La depresión puede apoderarse de ti con la rapidez de la marea, como si su corriente te arrastrara mar adentro. Es como ahogarse, como asfixiarse bajo la superficie mientras el mundo continúa sobre ti. El agua amortigua el sonido y ralentiza tus movimientos. Abajo solo hay oscuridad, y amenaza con tragarte por completo. Sientes el líquido fluir entre tus dedos mientras intentas luchar por salir a la superficie. Anhelas volver a respirar, quitarte ese peso de encima, aliviar la presión en tus pulmones. A veces quieres rendirte, quizá por cansancio o por quedarte paralizado. Finalmente, saldrás a la superficie y respirarás aire fresco. Miras a tu alrededor y ves el agua brillar al sol, el cielo, azul. El nivel del agua baja y te impulsas a la superficie, con la ropa pesada, secándose, y empiezas a sentirte más ligero. Quién sabe cuánto tiempo has estado bajo el agua. Solo ves que todo te ha pasado de largo. Tu paisaje ha cambiado.
Así es como me sentí con la depresión, este ahogamiento episódico, resurgir y arrastrarme de vuelta a la orilla solo para ser arrastrada de nuevo. Me sentía desesperanzado al saber que volvería a suceder. Si bien mi diagnóstico de trastorno bipolar inicialmente me trajo alivio, un amanecer de la verdad que explicaba lo que había soportado durante tanto tiempo, tan pronto como la depresión se instaló, comencé a perder la esperanza. La única esperanza que tenía era que terminaría, cada episodio, es decir, la naturaleza del trastorno bipolar es que estos ciclos van y vienen y eventualmente pasaría al siguiente o, si Dios quiere, a la estabilidad. Admito que a veces deseaba secretamente la manía, que también es oscura y destructiva, pero aún me devolvía una alegría distorsionada, por disfuncional que sea. ¿Pero la depresión? Eso, temía. Porque aunque termina, se siente como una eternidad.
Pero empecé a luchar. Decidí que haría todo lo posible para intentar capear las olas de la depresión en lugar de ahogarme en ellas.
¿Cómo afrontar el mar de la depresión, luchar contra la corriente para no perderse en el mar?
He aprendido a ser consciente y a intentar prepararme, como cuando se reúnen provisiones para capear una tormenta. Hago todo lo posible para intentar reducir los daños que pueda causar.

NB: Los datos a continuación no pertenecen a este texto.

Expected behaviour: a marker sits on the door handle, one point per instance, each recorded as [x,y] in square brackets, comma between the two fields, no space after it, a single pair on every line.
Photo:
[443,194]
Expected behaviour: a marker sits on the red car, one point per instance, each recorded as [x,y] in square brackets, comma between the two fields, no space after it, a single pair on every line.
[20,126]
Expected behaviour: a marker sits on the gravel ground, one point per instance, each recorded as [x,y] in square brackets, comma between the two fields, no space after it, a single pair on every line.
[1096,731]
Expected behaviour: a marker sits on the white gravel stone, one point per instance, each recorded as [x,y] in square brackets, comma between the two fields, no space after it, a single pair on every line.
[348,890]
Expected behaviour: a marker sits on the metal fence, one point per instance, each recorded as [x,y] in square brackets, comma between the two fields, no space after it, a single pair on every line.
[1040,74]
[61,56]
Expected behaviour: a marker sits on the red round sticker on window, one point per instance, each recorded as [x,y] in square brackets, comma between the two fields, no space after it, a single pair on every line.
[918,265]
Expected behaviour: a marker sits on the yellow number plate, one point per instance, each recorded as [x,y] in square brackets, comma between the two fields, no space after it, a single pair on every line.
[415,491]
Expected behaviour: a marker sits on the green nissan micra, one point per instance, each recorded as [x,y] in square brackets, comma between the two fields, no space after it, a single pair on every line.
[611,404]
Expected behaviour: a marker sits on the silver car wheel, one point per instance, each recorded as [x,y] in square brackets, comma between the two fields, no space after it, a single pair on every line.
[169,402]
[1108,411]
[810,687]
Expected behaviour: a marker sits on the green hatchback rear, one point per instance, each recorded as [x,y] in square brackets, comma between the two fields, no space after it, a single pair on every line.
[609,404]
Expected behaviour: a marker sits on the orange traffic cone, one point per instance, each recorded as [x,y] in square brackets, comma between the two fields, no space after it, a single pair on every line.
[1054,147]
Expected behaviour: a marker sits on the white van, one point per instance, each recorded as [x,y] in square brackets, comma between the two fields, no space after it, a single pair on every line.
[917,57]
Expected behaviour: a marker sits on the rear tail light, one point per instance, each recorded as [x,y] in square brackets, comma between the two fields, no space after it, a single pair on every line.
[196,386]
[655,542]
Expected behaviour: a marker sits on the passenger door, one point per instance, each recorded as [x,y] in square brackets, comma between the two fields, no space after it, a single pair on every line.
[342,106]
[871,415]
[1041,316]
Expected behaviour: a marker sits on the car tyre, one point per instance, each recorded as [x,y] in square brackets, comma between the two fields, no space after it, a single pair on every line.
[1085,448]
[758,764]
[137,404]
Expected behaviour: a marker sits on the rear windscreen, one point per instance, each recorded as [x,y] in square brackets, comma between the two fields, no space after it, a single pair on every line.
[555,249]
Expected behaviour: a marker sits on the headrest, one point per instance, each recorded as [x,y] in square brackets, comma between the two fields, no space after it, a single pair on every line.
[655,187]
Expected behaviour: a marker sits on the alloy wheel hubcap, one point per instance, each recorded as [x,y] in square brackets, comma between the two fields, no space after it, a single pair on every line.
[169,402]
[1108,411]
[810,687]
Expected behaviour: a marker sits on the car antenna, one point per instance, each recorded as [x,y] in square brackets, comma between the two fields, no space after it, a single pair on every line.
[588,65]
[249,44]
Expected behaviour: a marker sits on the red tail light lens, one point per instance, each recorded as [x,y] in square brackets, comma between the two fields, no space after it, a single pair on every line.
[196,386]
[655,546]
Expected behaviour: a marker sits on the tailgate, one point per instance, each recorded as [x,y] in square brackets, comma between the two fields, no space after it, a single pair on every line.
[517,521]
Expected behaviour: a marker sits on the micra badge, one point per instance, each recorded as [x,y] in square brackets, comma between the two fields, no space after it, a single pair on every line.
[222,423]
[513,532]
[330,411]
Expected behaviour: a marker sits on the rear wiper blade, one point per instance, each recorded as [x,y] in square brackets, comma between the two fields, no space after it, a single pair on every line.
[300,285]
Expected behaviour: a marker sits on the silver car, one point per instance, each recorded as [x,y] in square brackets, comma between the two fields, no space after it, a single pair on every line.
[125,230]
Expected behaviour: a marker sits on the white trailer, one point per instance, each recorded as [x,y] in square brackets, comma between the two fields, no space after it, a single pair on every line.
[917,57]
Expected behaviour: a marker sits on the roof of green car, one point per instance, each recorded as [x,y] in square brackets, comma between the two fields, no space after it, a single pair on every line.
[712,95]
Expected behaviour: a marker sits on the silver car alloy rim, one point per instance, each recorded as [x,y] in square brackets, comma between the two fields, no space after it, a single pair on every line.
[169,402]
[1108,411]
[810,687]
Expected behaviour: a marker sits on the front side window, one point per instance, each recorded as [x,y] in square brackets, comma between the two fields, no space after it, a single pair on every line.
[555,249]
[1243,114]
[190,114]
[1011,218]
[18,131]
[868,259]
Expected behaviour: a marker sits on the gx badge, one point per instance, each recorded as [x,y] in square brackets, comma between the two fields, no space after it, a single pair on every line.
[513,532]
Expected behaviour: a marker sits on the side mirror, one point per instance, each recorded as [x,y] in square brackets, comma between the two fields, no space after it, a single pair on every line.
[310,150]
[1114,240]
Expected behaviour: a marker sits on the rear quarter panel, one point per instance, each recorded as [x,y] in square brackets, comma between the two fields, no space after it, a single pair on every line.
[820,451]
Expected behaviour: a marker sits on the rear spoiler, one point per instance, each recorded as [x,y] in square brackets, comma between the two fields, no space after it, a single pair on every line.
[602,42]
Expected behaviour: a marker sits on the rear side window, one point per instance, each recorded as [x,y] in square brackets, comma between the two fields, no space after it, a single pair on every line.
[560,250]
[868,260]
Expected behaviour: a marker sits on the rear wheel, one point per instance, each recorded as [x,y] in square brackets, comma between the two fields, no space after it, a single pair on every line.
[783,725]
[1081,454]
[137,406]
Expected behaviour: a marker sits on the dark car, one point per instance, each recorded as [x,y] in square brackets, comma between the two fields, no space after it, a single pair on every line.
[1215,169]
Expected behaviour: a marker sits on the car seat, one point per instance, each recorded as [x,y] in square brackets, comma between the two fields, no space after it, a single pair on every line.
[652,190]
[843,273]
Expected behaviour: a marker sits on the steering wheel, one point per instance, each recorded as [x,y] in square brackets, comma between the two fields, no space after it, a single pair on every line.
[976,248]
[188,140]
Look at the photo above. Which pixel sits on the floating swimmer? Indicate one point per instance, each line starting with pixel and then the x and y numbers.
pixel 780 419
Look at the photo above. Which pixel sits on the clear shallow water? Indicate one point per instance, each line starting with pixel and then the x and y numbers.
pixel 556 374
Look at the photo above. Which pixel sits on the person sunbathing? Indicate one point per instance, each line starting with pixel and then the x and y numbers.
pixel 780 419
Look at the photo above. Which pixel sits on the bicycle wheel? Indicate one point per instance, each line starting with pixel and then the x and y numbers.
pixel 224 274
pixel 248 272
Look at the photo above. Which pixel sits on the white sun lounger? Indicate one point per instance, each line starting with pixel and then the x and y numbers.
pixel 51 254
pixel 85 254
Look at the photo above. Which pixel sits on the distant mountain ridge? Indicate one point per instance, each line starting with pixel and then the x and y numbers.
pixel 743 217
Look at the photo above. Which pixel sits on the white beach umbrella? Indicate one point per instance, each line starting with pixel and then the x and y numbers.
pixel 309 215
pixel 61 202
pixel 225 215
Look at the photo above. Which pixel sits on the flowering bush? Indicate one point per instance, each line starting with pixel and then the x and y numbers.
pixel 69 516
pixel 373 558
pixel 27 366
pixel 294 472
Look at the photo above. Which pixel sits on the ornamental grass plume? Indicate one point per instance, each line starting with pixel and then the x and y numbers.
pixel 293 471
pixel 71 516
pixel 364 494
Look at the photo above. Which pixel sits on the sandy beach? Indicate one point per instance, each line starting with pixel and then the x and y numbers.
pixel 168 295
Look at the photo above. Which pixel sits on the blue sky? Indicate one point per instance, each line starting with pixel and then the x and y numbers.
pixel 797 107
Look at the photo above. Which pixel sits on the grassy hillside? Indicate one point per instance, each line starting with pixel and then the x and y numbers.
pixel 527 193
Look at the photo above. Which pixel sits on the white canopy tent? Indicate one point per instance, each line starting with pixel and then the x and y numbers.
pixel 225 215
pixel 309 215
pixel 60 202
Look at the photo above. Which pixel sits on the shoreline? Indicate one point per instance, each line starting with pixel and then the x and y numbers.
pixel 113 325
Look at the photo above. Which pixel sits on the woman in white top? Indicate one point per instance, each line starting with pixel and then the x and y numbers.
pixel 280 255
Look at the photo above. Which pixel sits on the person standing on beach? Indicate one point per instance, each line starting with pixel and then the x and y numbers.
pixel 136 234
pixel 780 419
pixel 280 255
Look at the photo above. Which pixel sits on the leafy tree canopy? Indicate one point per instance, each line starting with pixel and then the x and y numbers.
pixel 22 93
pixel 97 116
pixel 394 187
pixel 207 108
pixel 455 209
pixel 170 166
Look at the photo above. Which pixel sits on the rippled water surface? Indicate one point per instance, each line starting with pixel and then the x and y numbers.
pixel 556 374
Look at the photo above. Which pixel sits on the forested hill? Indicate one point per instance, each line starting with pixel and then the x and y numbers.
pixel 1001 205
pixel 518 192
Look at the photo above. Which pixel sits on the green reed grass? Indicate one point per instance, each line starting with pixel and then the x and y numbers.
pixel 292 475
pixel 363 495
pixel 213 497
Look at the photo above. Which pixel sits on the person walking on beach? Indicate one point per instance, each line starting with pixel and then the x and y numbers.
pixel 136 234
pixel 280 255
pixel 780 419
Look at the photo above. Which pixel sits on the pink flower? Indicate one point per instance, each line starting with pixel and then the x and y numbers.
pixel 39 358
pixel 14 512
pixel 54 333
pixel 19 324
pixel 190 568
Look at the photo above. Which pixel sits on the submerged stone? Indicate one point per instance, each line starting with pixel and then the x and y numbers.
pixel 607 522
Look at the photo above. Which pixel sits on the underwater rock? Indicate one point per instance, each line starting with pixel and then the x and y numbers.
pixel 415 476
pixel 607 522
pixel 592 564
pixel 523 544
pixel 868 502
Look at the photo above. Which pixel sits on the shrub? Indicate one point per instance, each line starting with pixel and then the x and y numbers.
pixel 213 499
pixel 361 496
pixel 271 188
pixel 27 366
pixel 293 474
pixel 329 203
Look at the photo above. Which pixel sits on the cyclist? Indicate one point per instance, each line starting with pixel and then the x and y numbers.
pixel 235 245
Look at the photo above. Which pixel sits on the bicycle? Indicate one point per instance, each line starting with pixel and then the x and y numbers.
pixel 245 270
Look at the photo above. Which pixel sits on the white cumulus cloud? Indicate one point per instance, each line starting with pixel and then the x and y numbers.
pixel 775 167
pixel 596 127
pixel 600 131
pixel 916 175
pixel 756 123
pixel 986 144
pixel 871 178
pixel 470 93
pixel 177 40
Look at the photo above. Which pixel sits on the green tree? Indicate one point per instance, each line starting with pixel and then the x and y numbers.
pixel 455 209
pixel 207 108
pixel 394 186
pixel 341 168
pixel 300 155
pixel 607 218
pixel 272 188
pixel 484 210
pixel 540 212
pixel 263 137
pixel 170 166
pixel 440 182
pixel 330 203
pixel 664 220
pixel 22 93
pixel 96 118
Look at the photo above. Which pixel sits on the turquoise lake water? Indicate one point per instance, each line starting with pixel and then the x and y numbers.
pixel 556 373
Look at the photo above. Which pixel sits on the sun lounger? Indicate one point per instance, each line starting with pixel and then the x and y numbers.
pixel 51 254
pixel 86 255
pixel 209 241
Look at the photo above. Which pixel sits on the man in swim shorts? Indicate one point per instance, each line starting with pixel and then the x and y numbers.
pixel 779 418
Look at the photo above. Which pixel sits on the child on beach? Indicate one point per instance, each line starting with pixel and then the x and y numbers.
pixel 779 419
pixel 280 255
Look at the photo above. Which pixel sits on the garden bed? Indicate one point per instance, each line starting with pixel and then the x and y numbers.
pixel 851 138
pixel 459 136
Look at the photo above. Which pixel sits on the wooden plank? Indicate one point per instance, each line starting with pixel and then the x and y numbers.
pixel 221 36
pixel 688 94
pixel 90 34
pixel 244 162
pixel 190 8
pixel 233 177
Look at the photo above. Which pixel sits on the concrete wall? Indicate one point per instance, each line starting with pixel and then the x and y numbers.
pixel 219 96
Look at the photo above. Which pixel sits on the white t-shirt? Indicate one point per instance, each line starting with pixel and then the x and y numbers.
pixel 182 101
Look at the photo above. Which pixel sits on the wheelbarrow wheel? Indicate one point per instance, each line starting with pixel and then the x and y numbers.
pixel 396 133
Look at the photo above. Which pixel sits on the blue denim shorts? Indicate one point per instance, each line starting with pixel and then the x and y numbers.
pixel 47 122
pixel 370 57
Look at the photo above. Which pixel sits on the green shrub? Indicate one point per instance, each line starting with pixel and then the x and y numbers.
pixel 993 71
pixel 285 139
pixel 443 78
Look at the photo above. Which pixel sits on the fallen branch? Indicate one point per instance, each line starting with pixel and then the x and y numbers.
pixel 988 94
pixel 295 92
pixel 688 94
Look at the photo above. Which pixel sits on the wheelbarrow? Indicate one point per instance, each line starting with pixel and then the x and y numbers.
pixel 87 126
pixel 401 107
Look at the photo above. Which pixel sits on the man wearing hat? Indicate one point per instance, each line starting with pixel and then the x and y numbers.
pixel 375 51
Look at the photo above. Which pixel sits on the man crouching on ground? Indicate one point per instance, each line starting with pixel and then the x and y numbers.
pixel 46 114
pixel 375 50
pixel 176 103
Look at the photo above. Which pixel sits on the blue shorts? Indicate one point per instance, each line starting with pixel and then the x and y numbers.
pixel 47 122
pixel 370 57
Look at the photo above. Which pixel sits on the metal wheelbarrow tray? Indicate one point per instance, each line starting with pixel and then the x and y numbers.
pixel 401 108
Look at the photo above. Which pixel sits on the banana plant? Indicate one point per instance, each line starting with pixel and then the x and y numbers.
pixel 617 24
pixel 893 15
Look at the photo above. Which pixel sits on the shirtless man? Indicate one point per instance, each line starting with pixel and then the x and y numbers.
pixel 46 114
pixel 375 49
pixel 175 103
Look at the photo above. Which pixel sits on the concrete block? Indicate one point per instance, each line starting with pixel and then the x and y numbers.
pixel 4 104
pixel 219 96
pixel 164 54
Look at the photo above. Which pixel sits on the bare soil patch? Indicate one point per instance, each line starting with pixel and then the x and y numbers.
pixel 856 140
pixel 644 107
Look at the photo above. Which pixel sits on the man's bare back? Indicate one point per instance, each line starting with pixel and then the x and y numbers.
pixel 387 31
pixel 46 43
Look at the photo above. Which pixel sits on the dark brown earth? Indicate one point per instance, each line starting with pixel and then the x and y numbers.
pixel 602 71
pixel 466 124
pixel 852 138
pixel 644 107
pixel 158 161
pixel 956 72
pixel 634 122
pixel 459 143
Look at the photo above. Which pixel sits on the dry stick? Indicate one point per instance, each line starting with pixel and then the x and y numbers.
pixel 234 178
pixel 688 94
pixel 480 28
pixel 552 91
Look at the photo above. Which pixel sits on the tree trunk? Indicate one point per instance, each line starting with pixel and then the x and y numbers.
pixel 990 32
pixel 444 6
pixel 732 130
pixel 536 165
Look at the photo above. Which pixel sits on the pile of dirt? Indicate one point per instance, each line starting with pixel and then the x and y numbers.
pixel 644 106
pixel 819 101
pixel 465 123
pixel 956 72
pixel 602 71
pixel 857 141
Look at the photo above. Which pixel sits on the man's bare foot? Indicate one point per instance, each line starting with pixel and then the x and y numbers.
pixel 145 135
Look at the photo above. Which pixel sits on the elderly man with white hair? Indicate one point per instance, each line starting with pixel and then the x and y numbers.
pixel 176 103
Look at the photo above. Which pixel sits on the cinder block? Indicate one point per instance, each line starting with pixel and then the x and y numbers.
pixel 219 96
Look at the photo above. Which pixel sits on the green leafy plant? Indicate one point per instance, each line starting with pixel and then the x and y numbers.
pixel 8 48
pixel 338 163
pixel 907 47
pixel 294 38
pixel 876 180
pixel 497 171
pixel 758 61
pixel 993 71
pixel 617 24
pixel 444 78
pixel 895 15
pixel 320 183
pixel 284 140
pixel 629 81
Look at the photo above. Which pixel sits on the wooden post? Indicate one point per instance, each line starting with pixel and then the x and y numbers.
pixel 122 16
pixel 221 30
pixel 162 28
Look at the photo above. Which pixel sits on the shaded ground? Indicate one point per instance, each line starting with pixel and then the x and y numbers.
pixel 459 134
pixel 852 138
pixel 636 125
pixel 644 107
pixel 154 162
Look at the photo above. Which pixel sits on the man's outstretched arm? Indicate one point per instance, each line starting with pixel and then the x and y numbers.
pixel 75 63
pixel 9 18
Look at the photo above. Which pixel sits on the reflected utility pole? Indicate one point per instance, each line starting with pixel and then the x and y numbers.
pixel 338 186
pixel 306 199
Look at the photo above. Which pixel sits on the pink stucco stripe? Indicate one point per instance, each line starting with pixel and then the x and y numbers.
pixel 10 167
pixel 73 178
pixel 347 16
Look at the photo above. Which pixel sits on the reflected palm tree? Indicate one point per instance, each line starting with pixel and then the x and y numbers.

Antes, la depresión me tomaba desprevenida y me abrumaba, pero la sabiduría que me brindó el diagnóstico, junto con el trabajo duro y el tratamiento, me dio la perspectiva para intentar prever, mitigar y, a veces, evitar la ola de depresión. Como mínimo, he podido evitar los daños catastróficos que una vez sufrí.
Por lo general, hay señales. Mis señales son diferentes a las tuyas. Las mías incluyen dificultades con las actividades cotidianas, como levantarme de la cama, ducharme o maquillarme. Empiezo a procrastinar o a dejar de lado las responsabilidades. Otros pueden experimentar diferentes señales de advertencia, como sentimientos persistentes de tristeza o desinterés en las actividades normales. Sean cuales sean estos síntomas, pueden comenzar a aparecer antes de que la depresión se instale por completo. He aprendido a estar atenta a ellos. Monitoreo mi estado de ánimo y registro mis síntomas, y cuando empiezo a ver esas señales reveladoras, sé que necesito llamar a mi médico para hacer los ajustes necesarios en la medicación y hablar sobre estrategias de afrontamiento en terapia. He decidido que no solo quiero dejar que la depresión suceda; quiero atacarla. Eso no significa que no me deprima ni que controle esta enfermedad; significa que estoy aprendiendo a vivir con ella en lugar de que viva mi vida por mí.
A veces, los cambios en el estilo de vida pueden ayudar, además de la medicación y el tratamiento. Algunos ejemplos son la actividad física, la dieta y la higiene del sueño. Intento descansar bien por la noche, ya que dormir es importante para la estabilidad. Hago ejercicio con regularidad y se ha convertido en parte de mi rutina, lo que lo convierte en algo que es menos probable que me salte. Me fijo metas. Hago mi cama todos los días para no tener que volver a meterme en ella y esconderme del mundo. Tomo descansos. Busco ayuda cuando la necesito.
Puede que la depresión te abrume, y si eso sucede, no te desanimes ni te rindas. Recuerda que puedes luchar y que terminará. Aunque no lo parezca, incluso cuando parezca que te has estado ahogando desde siempre, saldrás a la superficie. Volverás a sentir el sol en tu piel, verás la luz del día y caminarás por la hermosa orilla, observando cómo el océano dibuja una línea irregular cuando vuelva a ser de día en lugar de una noche oscura e interminable.